Chaos Engineering users in Prod2 cluster may be experiencing issues

Incident Report for Harness

Postmortem

Incident Summary:

The Chaos dashboard on the Prod2 cluster was inaccessible to users, returning a 404 error code when attempting to access it.

Timeline

Time (UTC) Event
November 5, 6:58 AM An alert was triggered.
November 5, 7:08 AM We identified that the issue was related to ingress.
November 5, 7:16 AM The ingress class issue caused by the helm migration was fixed and started monitoring.
November 5, 7:19 AM The incident has been successfully resolved.

Root Cause Analysis:

During the Helm switchover, all module ingresses were duplicated under a new Ingress Class. Automation was created to ensure that each service's ingress rule was duplicated. However, the Chaos ingress rules followed an older method of implementing the Ingress Class which uses annotations, which was missed by the automation.

Immediate Resolution:

The Chaos ingress rules were recreated with valid Ingress Class.

Action Items:

  • Update the Chaos ingress rules to use the new method of associating the Ingress Class using Key Value Pair.
  • Enhance the post-migration validation framework to include automated checks for data accuracy and integrity.
Posted Jan 09, 2025 - 20:25 PST

Resolved

This incident has been resolved.
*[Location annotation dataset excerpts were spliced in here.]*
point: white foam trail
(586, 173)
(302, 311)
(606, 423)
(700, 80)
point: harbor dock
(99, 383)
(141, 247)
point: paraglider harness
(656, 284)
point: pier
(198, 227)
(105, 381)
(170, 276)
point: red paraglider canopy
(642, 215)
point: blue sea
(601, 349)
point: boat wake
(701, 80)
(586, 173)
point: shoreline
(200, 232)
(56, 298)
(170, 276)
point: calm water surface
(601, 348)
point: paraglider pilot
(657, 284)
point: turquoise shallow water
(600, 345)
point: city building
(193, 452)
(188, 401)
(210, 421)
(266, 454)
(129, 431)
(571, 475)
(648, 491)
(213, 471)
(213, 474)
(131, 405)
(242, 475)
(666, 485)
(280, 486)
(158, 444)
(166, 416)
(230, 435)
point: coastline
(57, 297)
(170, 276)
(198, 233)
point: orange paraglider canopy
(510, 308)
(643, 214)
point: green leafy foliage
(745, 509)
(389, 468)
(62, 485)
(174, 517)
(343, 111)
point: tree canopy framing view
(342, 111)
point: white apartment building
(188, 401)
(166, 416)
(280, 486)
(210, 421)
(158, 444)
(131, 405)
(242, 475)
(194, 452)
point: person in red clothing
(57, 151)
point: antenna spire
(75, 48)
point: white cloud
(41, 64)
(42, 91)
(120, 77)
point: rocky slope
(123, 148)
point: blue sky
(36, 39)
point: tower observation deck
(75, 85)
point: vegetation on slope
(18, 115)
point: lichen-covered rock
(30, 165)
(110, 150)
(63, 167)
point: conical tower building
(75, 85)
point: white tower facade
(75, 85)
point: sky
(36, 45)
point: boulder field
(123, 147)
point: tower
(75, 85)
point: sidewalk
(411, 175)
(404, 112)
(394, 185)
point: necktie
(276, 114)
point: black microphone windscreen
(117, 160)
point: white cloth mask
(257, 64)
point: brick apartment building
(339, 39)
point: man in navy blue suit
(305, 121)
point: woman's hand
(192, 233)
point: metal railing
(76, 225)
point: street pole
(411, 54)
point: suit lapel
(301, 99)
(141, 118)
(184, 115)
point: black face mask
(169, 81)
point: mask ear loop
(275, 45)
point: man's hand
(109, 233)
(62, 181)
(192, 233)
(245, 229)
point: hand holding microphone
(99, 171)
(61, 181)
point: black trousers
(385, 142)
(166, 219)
We regret the inconvenience that this might have caused.
Posted Nov 04, 2024 - 23:19 PST

Monitoring

The fix has been put in and we are monitoring the system at the moment.
Posted Nov 04, 2024 - 23:16 PST

Identified

The issue has been identified and the team is actively working to fix it
Posted Nov 04, 2024 - 23:08 PST

Investigating

We are currently investigating an issue where Chaos Engineering customers in Prod2 may be experiencing issues.
Posted Nov 04, 2024 - 23:06 PST
This incident affected: Prod 2 (Chaos Engineering).